RE: XERCES Windows-1252 encoding problem!!! Pls Help

Posted by Ed Staub <es...@mediaone.net>.

We have the feature "http://apache.org/xml/features/allow-java-encodings".
Might we want to also have
"http://apache.org/xml/features/allow-Windows-encodings"?

Has anyone approached the Windows XML team about this?
It seems like a really stupid thing for them to do, strategically; I suspect
it's just a decision that was made by default - "we just pass on what the
operating system (Windows) tells us" or similar.

I don't think they'd want to make Windows an "XML Roach Motel": "Documents
check in... they _don't check out!".

-Ed

-----Original Message-----
From: Mike Pogue [mailto:mpogue@apache.org]
Sent: Friday, July 21, 2000 8:48 PM
To: xerces-j-dev@xml.apache.org
Subject: Re: XERCES Windows-1252 encoding problem!!! Pls Help

I agree with Andy on this one.  In the XML world, strict is best, because it
maximizes
portability.

You wouldn't believe how many times people ask for a "near-XML parser",
though, just so
their particular platform works nicer (e.g. I've had people ask to allow
mal-formed XML,
because it's easier for them to create in their text editor).

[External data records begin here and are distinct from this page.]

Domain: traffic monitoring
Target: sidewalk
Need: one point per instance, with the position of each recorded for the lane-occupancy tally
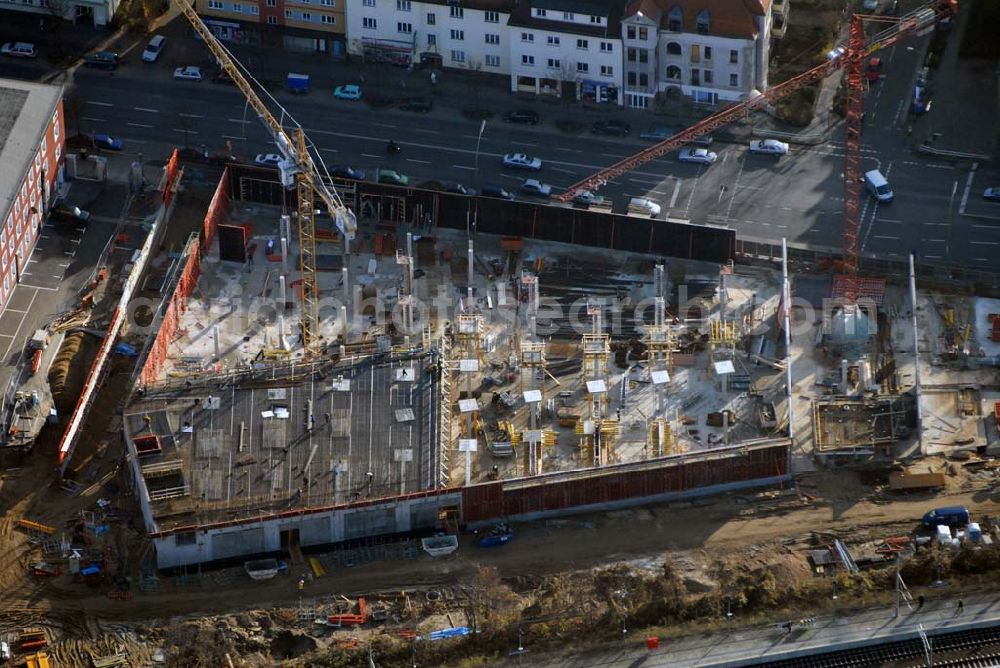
(754, 646)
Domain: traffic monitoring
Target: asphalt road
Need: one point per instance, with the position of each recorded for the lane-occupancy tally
(938, 210)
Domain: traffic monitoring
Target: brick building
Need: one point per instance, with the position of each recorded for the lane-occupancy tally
(32, 156)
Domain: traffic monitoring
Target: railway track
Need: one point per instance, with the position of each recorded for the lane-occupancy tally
(975, 648)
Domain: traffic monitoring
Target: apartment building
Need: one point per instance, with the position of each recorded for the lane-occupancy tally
(470, 35)
(567, 49)
(32, 159)
(707, 50)
(298, 25)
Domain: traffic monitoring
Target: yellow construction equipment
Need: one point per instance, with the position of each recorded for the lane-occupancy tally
(309, 182)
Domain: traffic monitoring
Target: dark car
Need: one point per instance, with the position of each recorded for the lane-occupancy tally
(102, 60)
(347, 172)
(612, 128)
(419, 104)
(527, 116)
(493, 190)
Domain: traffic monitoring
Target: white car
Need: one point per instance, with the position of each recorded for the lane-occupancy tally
(702, 156)
(769, 147)
(189, 73)
(267, 159)
(536, 187)
(522, 161)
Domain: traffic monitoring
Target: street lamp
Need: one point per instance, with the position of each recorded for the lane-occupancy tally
(482, 127)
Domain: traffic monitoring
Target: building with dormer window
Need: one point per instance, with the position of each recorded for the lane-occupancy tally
(708, 50)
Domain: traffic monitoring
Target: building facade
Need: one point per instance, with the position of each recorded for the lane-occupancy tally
(32, 159)
(568, 49)
(468, 35)
(708, 50)
(300, 25)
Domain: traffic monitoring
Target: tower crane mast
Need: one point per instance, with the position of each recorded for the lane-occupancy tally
(298, 169)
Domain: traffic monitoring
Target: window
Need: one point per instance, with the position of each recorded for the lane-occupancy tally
(675, 19)
(701, 25)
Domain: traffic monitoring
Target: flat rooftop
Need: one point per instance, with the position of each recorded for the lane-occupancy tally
(25, 111)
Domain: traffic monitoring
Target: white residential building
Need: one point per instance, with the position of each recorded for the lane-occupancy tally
(567, 48)
(708, 50)
(471, 34)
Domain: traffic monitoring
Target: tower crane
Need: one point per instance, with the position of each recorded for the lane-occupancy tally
(298, 169)
(851, 57)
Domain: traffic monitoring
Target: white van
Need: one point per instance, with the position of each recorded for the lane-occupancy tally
(153, 49)
(878, 186)
(642, 206)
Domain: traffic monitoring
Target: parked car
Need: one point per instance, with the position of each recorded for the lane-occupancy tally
(347, 172)
(769, 147)
(19, 50)
(701, 156)
(348, 92)
(102, 60)
(587, 197)
(102, 140)
(658, 133)
(419, 104)
(188, 73)
(65, 211)
(527, 116)
(493, 190)
(392, 177)
(267, 159)
(614, 128)
(536, 187)
(457, 188)
(522, 161)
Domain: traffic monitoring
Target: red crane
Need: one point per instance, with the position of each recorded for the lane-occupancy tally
(852, 57)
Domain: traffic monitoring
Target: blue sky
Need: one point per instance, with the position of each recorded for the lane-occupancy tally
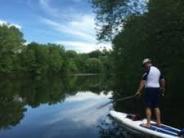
(67, 22)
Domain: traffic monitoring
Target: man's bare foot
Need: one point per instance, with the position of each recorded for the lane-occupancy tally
(146, 125)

"Just say no", is my opinion...

Mike

Andy Clark wrote:
>
> James Duncan Davidson wrote:
> > Any thought that the parser should be lazy in what it accepts? Kind of
like
> > HTTP clients are supposed to be strict in what they send and servers are
> > supposed to be loose in what they accept? Or is that just opening the
door
> > for more slop?
>
> Opens the door. ;) I like stricter grammars. Schema is too sloppy
> for my tastes.
>
> --
> Andy Clark * IBM, JTC - Silicon Valley * andyc@apache.org
>
> ---------------------------------------------------------------------
> To unsubscribe, e-mail: xerces-j-dev-unsubscribe@xml.apache.org
> For additional commands, e-mail: xerces-j-dev-help@xml.apache.org

---------------------------------------------------------------------
To unsubscribe, e-mail: xerces-j-dev-unsubscribe@xml.apache.org
For additional commands, e-mail: xerces-j-dev-help@xml.apache.org

Re: XERCES Windows-1252 encoding problem!!! Pls Help

Posted by Mike Pogue <mp...@apache.org>.

I agree with Andy on this one.  In the XML world, strict is best, because it maximizes
portability.

You wouldn't believe how many times people ask for a "near-XML parser", though, just so
their particular platform works nicer (e.g. I've had people ask to allow mal-formed XML,
because it's easier for them to create in their text editor).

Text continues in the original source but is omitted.